Saw a chiropractor for the first time today. Now that I make a living with my physicality, I really need to make sure my body is functioning properly, and this left-side neck spasm thing has happened before, so yeah. Time to figure out what it is and how to stop it.
I liked the guy; he was personable and he did things that made my neck feel better and when I mentioned that I’m poor he offered to give me a discount. I feel like we didn’t quite click perfectly personality-wise, but he’s good enough. And anyway I can’t identify whether the not-quite-clickage is on a personal or professional level; I mean I can’t tell if what I’m sensing is that we’re eventually going to clash in how we want my treatment to proceed, or that we’re just not BFF material.
One quibble, though. He asked what I do for a living and when I said I model for art classes, he blurted out “Nude?!?”
I said “usually” and he recovered himself and life went on. I think his reaction came from a mildly shocked, “Wow, I could never feel comfortable doing that” place, not a titillated or “…but you’re so hideous!” one, but still. Whether or not I’m naked at work is really not relevant to my spine health, and nudity is not really a subject for small talk between strangers, so I don’t think he should’ve asked me about it.
This guy offers all kinds of wacky treatments, like some kind of laser thing and acupuncture where you electrify the needles, but all he actually did to me today was use his hands and an amazing massage thingy he called The Thumper to get my neck more mobile. He tried to crack (whoops I mean adjust) my neck a few times, but it only worked once; the way he jerked my head freaked out me out and I think my fear/tension interfered with the process. I’m not saying that the way he moved me around seemed unprofessional or dangerous or anything. I was just afraid of it hurting – both because he was manipulating my head past the point where I could comfortably move it for the last couple of days and because cracking one’s joints just hurts sometimes, regardless.
I liked that this guy told me exactly what he was gonna do before he did it. I also liked that he said he figures treatment of this neck thing will probably take about four appointments. I’ve heard that some chiropractors try to hook you in for life – “Oh, no, to stay healthy and feeling good you’ll have to get an adjustment every month forever.” Seems like this guy doesn’t do that.

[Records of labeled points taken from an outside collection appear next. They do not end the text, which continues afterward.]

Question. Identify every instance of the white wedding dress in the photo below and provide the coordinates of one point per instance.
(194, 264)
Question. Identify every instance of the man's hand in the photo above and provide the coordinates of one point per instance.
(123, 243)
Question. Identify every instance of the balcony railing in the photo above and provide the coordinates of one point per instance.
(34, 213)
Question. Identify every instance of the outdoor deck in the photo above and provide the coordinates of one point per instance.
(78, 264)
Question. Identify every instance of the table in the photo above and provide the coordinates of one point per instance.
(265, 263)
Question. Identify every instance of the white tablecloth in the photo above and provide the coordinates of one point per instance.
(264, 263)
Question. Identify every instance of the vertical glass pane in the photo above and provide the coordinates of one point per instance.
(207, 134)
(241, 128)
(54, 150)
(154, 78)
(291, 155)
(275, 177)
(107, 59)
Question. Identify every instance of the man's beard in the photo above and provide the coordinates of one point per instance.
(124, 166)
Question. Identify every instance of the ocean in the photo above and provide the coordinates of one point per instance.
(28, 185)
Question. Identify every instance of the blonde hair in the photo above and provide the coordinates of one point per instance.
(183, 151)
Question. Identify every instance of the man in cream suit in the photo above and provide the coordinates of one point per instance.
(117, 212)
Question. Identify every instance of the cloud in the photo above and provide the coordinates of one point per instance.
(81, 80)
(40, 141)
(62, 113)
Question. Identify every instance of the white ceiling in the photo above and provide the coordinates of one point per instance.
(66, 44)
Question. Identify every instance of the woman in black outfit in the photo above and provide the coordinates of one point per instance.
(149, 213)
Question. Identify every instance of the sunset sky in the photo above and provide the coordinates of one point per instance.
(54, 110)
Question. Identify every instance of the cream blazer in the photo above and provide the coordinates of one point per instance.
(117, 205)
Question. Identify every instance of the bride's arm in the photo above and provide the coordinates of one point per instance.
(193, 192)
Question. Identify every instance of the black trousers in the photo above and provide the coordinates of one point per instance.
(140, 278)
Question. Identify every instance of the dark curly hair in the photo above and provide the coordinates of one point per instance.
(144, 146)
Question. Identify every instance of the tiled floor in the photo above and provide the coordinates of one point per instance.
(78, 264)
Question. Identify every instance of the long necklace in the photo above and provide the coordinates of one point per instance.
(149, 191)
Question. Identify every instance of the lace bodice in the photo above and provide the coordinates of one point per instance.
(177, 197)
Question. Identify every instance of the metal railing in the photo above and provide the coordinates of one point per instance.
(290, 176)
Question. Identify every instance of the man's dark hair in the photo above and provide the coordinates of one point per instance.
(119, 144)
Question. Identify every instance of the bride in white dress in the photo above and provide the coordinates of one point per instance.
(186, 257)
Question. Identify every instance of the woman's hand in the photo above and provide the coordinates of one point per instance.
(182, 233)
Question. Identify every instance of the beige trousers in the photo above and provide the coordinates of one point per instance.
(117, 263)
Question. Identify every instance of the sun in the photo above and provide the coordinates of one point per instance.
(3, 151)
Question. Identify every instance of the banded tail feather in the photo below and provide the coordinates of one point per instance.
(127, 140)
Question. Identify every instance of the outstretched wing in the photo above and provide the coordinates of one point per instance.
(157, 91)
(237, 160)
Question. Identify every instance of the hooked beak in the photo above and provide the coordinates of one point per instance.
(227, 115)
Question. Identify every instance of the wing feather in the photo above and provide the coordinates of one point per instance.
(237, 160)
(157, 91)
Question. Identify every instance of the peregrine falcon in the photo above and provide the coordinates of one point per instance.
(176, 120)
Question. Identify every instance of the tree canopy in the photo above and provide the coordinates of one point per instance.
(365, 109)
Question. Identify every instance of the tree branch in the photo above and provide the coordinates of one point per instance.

His diagnosis, btw, is that my pain is purely muscular (no bones out of place or anything, and no pinched nerves). He also says certain parts of my neck seem a lot less flexible than others and he aims to fix this.
I’m going back on Monday for more adjustments and manipulations.
And can I just say, on my way home from today’s appointment I was suddenly completely freaking exhausted. Maybe it was the tension release.
Also, I’m usually kind of, um…expressive, when something feels good. But I didn’t wanna be moaning and howling on this guy’s table so I tried my best to stifle myself. Which was surprisingly difficult and distracting.